Jelang Pelantikan Prabowo, Ketua AMSI: Jadi Momen Media Make or Break
Ketua AMSI, Wahyu Dhyatmika menghadiri langsung Konferwil ke-3 AMSI Jawa Timur, di Hotel Whiz Luxe Surabaya, Sabtu 27 Juli 2024. Tanggal konferwil AMSI Jatim ini bertepatan juga dengan peringatan peristiwa Kudatuli atau Kerusuhan 27 Juli. Salah satu peristiwa berdarah menuju reformasi Indonesia yang sebelumnya dikuasi oleh pemerintahan Orde Baru yakni Soeharto yang juga mertua dari Presiden terpilih 2024, Prabowo Subianto.
Dalam sambutannya sebelum sidang konferwil dimulai, Wahyu atau yang akrab disapa Komang itu sempat menyampaikan beberapa hal. Termasuk pula masa depan bisnis media di Indonesia. Namun salah satu yang terpenting, ia juga mengingatkan para pemimpin media di Jawa Timur, bahwa kita akan memasuki era pemerintahan baru di bawah Prabowo Subianto yang akan dilantik pada 20 Oktober 2024.
Komang menyampaikan, pemimpin perusahaan pers di Jatim harus ingat bahwa dalam hegemoni Pilpres 2024 lalu, media sudah mulai tergerus dengan platform lain yang lebih dilirik oleh politisi. Ia mengibaratkan bahwa media sudah tidak memiliki power lagi di masyarakat atau publik.

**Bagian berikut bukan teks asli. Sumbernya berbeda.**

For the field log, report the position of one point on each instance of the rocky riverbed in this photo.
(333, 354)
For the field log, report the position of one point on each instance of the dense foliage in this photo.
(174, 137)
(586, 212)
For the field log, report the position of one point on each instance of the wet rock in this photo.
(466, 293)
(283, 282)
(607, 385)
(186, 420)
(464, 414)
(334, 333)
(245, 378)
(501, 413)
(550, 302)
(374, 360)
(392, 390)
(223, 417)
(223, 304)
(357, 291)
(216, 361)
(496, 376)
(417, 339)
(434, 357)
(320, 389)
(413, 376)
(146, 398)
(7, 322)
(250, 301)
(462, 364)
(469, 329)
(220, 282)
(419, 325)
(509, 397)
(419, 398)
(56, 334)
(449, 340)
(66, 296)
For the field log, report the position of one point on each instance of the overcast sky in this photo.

"Kita ingat di Pilpres kemarin, terlihat media hilang pengaruh. Media bukan lagu public opinion maker, kenapa? Ternyata banyak hal. Nah ini yang harus menjadi catatan kita semua," tutur dia.

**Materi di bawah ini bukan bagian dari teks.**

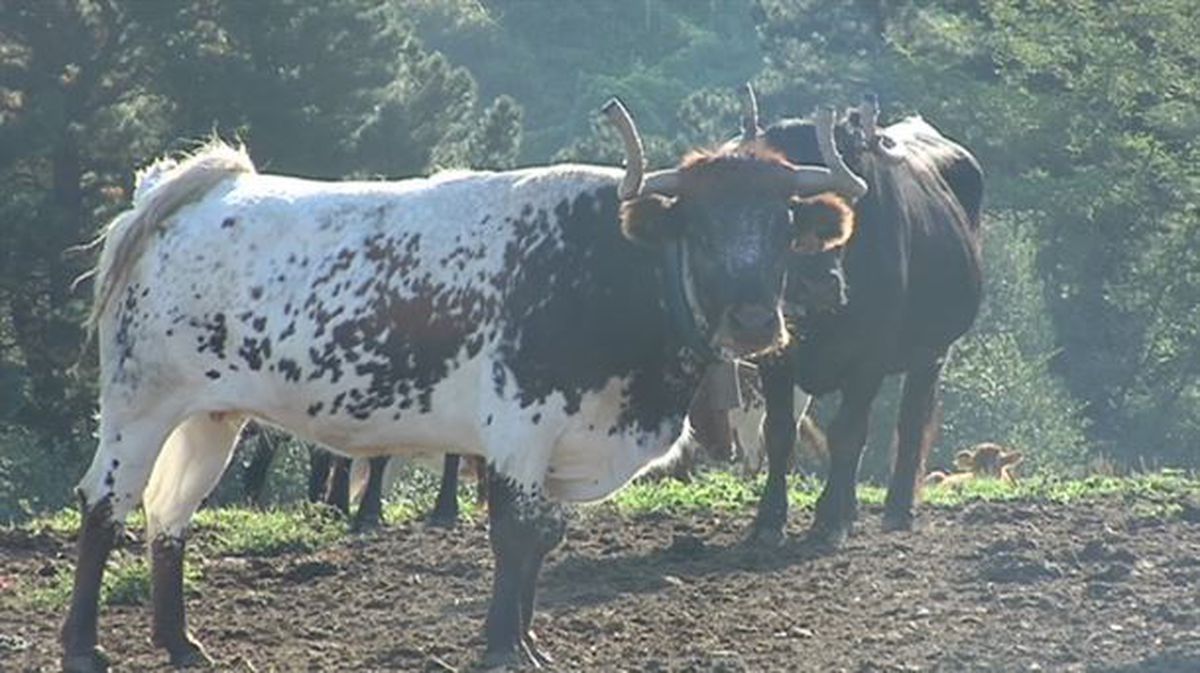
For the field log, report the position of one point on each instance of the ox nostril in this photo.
(754, 318)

Salah satu persoalan yang ada di media, dan kemudian menyebabkan tidak lagi menjadi public opinion maker adalah terkait dengan isi konten media. Banyak media yang tidak memahami konten yang diproduksi oleh dapur redaksi mereka. Apakah dari konten tersebut, perusahaan dan publik mendapatkan manfaat, hal itu yang harus menjadi koreksi perusahaan pers saat ini.
Termasuk pula distribusi konten yang diproduksi. Menurutnya, selama ini media-media melepas tangan distribusi konten mereka. Diserahkan ke platform seperti google, amazon, dan sebagainya atau bahkan membiarkan konten kreator lain yang menggunakan hasil produksi dari perusahaan pers. Padahal itu adalah peluang besar bagi perusahaan pers untuk berkembang dan membesarkan dirinya.
Dengan tidak laginya media menjadi public opinion maker, maka menurut Komang, itu akan berdampak buruk bagi jalannya negara Indonesia. Sebab jurnalisme, ekonomi, politik, dan demokrasi sangatlah berkaitan. Baginya jika jurnalisme mati, ekosistem ekonomi media akan mati. Jika ekosistem ini kemudian tanpa adanya jurnalisme, demokrasi akan terancam.
"Kita sebagai media hanya produksi berita bukan lihat value dan apakah berita kita atau konten kita sampai ke audiens. Kita serahkan distribusi itu ke pihak ketiga. Kita tak peduli apakah produk kita sampe ke pembaca. Kalau kita tidak mikir audiens, mati kita. Ini opportunity sekaligus ancaman. Maka menurut saya, 20 Oktober ini akan jadi make it or break it bagi media dan demokrasi," tutupnya.